On Thursday the Guardian also ran a story – not cited by Ms King – in which a couple found they had been set up with My Health Records in 2016. They were told this was part of the opt-out trial held in parts of Queensland and NSW, but the couple live in Victoria.
The woman, an academic, expressed concern that her mental health history could have been accessed inappropriately.
The Shadow Health Minister said the extended opt-out period should have been longer.
“We maintain the Government should commission an independent Privacy Commissioner review of the system.
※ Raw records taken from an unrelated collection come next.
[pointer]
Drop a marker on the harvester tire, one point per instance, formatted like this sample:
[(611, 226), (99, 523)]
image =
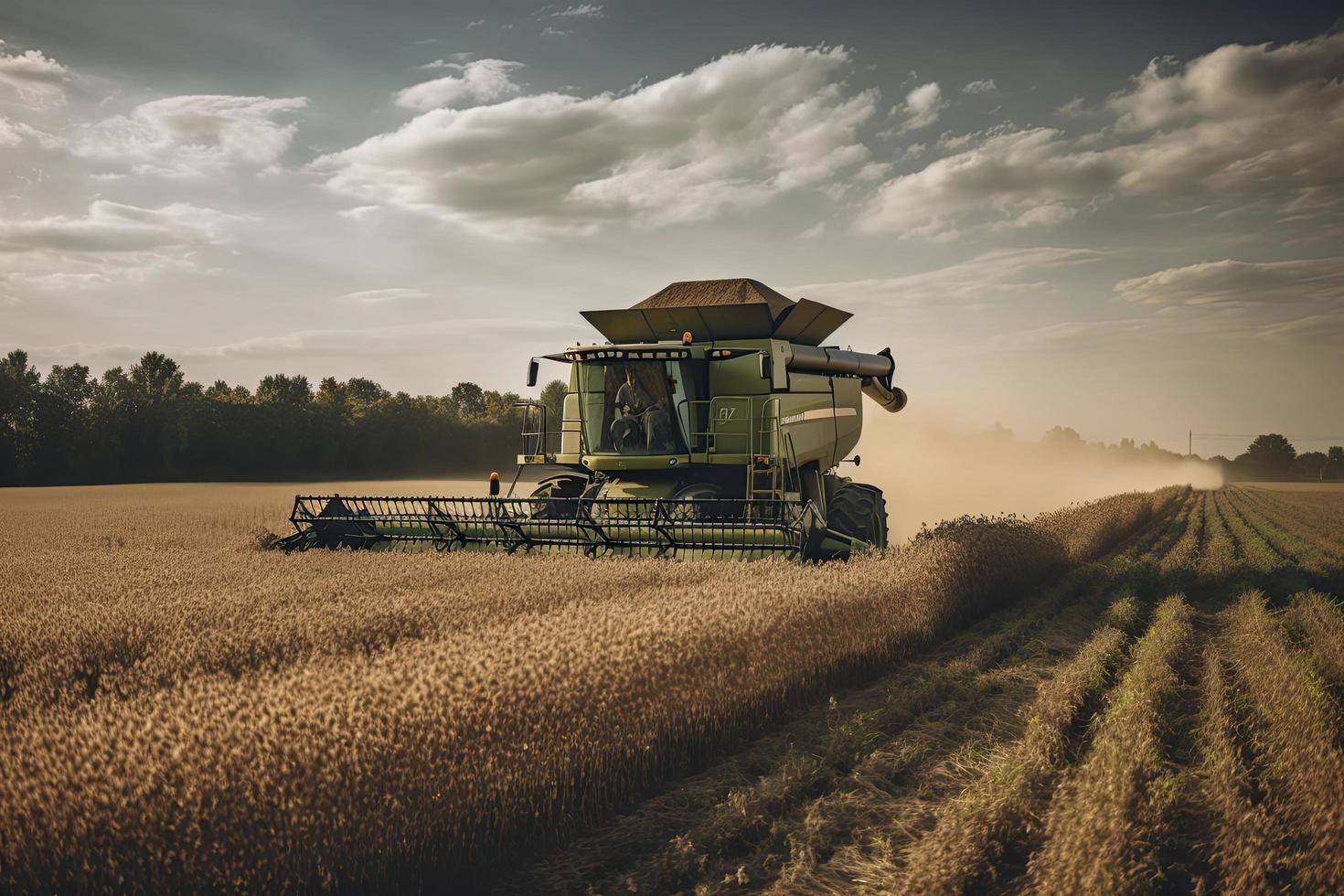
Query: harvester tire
[(860, 512), (555, 496)]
If they fail to do so, a Shorten Labor Government will,” Ms King said.
Labor wants the review to consider:
- The appropriate balance between utility for clinicians, patients and others (such as carers), and privacy and security for individuals;
- The difficulty of ensuring informed consent in an opt-out model, and measures to encourage consumer engagement and informed choice;
- Changes to default access settings that are necessary because of the shift to an opt-out model (from an opt-in model, where informed consent was assured);
- Particular protections for vulnerable people, including minors aged 14-17 and families fleeing domestic violence; and
- Further legislative, policy and system changes that are needed to achieve these aims.
In a doorstop on Thursday, reporters asked Mr Hunt why paramedics had not previously been able to access My Health Record.
Bettina McMahon, chief operating officer of the Australian Digital Health Agency, said that paramedics had only recently become registered health care providers, and “we’re now working with states and territories to connect up those systems to the My Health Record”.
Mr Hunt said that “over three quarters of hospitals, over 80% of GPs, 84% of chemists” were now connected to the system.